On the Come Up(64)



I can’t help it, but I click her profile. I wanna lay eyes on this idiot.

She has several highlight pictures that are supposed to reveal more about her. One is of her, her husband, and her son. A dead deer hangs behind them, and the three of them wear camouflage and hold rifles. And yeah, they’re white.

What really gets me though? The title of her article before this one.

Why You Won’t Take My Guns: Gun Control Has No Place Here But it’s different when I rap about guns?

I wonder why.

It’s like that crap at Midtown, I swear. White girls don’t get sent to the office for making snide remarks. Hell, I’ve seen it happen with my own eyes. They get a warning. But anytime I open my mouth and say something my teachers don’t like, to the office I go.

Apparently words are different when they come out of my mouth. They somehow sound more aggressive, more threatening.

Well, you know what? I’ve got plenty of words for Emily.

I close my door, pull up Instagram on my phone, and immediately go live. Usually only Sonny and Malik will show up. Tonight, about a hundred people are watching me in seconds.

“What’s up, y’all? It’s Bri.”

The comments start immediately.

Your song is

Fuck what they say!

You my new favorite rapper

“Thanks for the support,” I tell them, and a hundred more people are suddenly watching. “As you may know, there’s a petition to get my song taken off Dat Cloud. Besides the fact it’s censorship, it’s stupid as hell.”

Hell yeah, somebody writes.

Fuck censorship!

“That’s right, fuck censorship,” I say, to three hundred viewers. “They don’t get it because it ain’t for them to get. Besides, if I am strapped like backpacks, maybe it’s ’cause I gotta be, bitch. Ain’t my fault if it makes you uncomfortable. I’m uncomfortable every goddamn day of my life.”

Four hundred viewers. People respond with or high-five emojis.

“But check this,” I say. “I got something for everybody who wanna come at me ’bout my song.”

I lift my middle finger without hesitation.

Five hundred viewers. More comments.

Preach!

Fuck em all!

We with you, Bri!

“So, Ms. Reporter,” I say, “and anybody else who wanna call ‘On the Come Up’ this, that, or whatever the hell else. Do it. Hell, get the song taken down if you want. But you’ll never silence me. I got too goddamn much to say.”





Twenty


I’ve only been drunk once in my life. The summer before sophomore year, Sonny, Malik, and I decided to try the Hennessy Sonny’s dad keeps in his cabinet to see what the big deal was. Biggest. Mistake. Of. My. Life. The next morning, I severely regretted touching that bottle. I also regretted it once Jay released her wrath.

I think I have an Instagram hangover. I went to bed pissed at Emily and all the Emilys of the world. But when I woke up, I was like, “Oh, shit. Did I say that?”

Too late to do anything. I may not have saved it on my page, but somebody saved it and now it’s spreading. I’m praying that my “you better stay low and not respond to anything” mom doesn’t see it.

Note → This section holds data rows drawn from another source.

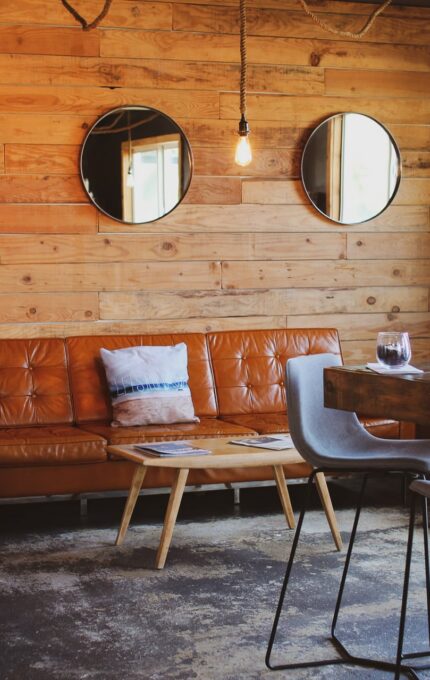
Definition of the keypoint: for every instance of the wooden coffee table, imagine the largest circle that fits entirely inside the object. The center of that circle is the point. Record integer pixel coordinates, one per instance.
(223, 454)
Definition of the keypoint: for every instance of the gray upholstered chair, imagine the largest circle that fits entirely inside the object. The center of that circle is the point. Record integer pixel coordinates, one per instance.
(334, 441)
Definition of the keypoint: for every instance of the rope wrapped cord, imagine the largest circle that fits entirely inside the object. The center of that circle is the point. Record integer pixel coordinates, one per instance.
(347, 34)
(85, 25)
(243, 58)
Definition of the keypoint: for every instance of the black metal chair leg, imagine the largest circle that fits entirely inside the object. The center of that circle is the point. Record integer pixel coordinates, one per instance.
(306, 664)
(346, 565)
(288, 572)
(405, 589)
(426, 558)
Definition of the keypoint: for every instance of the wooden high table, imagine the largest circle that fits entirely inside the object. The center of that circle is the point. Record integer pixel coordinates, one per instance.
(222, 454)
(404, 397)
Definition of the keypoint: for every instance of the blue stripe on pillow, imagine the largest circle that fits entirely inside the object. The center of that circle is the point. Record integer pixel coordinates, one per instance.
(119, 390)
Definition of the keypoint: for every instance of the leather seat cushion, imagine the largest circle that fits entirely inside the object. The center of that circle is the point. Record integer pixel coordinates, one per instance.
(263, 423)
(381, 427)
(207, 427)
(50, 445)
(276, 423)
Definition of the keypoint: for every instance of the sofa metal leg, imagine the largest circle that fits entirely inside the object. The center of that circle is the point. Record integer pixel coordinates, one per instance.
(83, 507)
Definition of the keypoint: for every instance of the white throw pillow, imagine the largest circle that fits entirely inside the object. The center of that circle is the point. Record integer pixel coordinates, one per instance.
(149, 385)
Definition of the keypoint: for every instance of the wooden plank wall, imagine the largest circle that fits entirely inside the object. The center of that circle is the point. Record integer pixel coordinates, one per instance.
(241, 251)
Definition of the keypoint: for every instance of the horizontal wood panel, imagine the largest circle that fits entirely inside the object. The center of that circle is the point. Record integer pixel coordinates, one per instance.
(279, 274)
(416, 137)
(221, 190)
(264, 50)
(360, 352)
(58, 159)
(42, 128)
(266, 162)
(274, 218)
(33, 40)
(403, 246)
(207, 133)
(113, 276)
(33, 308)
(366, 326)
(273, 192)
(377, 83)
(413, 192)
(122, 13)
(251, 302)
(45, 219)
(153, 248)
(93, 101)
(416, 163)
(287, 23)
(312, 110)
(328, 7)
(203, 325)
(191, 76)
(41, 189)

I’m not sure she’d care, though, considering how she’s acting today.

She came to my room as I was getting ready for church. But Jay told me, “You can go back to bed, baby. We’re staying home.”

Any other day, I would’ve ironically shouted, “Hallelujah!” It’s nothing against Jesus. It’s his people I’ve got a problem with. But I couldn’t celebrate—Jay gave me this smile that couldn’t really be called one because it was so sad. She went to her room and hasn’t come out since.

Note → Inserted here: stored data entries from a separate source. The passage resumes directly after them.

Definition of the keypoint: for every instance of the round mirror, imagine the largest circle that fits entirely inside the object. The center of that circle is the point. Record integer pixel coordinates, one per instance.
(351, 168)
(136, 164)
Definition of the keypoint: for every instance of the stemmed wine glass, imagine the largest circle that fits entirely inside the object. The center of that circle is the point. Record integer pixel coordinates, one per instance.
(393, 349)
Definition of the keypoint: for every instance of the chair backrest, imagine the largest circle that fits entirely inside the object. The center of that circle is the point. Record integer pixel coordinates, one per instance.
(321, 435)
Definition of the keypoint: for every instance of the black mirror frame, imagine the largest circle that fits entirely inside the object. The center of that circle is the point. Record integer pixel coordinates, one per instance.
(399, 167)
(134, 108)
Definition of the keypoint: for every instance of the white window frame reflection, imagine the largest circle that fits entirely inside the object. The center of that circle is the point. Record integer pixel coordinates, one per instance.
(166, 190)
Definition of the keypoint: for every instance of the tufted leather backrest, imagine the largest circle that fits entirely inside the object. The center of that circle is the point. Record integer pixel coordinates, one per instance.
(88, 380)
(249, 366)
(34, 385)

I couldn’t go back to bed. Too worried about her. Trey couldn’t either, so we’ve been watching Netflix for a couple of hours now. We got rid of cable a while back. It was either that or our phones, and Jay and Trey both need those for potential jobs. I prop my feet on the back of the couch, inches from my brother’s head.

He pushes them away. “Move them ol’ stanky, crusty feet out of my face, girl.”

“Trey, stop!” I whine, and put them back up. I always have to have my feet up high on the couch.

He throws back some dry knockoff Cheerios. Trey rarely eats cereal with milk. “Ol’ Bruce Banner Hulk–looking feet.”

Just for that, I stick my big toe in his ear. He hops up so fast, his cereal bowl almost falls from his lap, but he manages to catch it. I die laughing.

Trey points at me. “You play too much!”

He sits down and I’m still cracking up. I rub my foot all on his cheek. “Aww, I’m sorry, big bro.”

Trey moves his face away. “All right, keep playing.”

The floorboards in the hall creak, and I peek around the doorway. It’s not Jay though. Granddaddy says that houses this old sometimes tend to stretch. That’s why they make sounds on their own. “You think she’s okay?”

“Who? Ma?” Trey says. “Yeah, she’s fine. Just needs a day away from all the church gossip.”

I get it. Church is full of people with plenty to say and nothing to do. You’d think some of them would help us instead of talk about us, but I guess it’s easy to say you love Jesus and harder to act like him.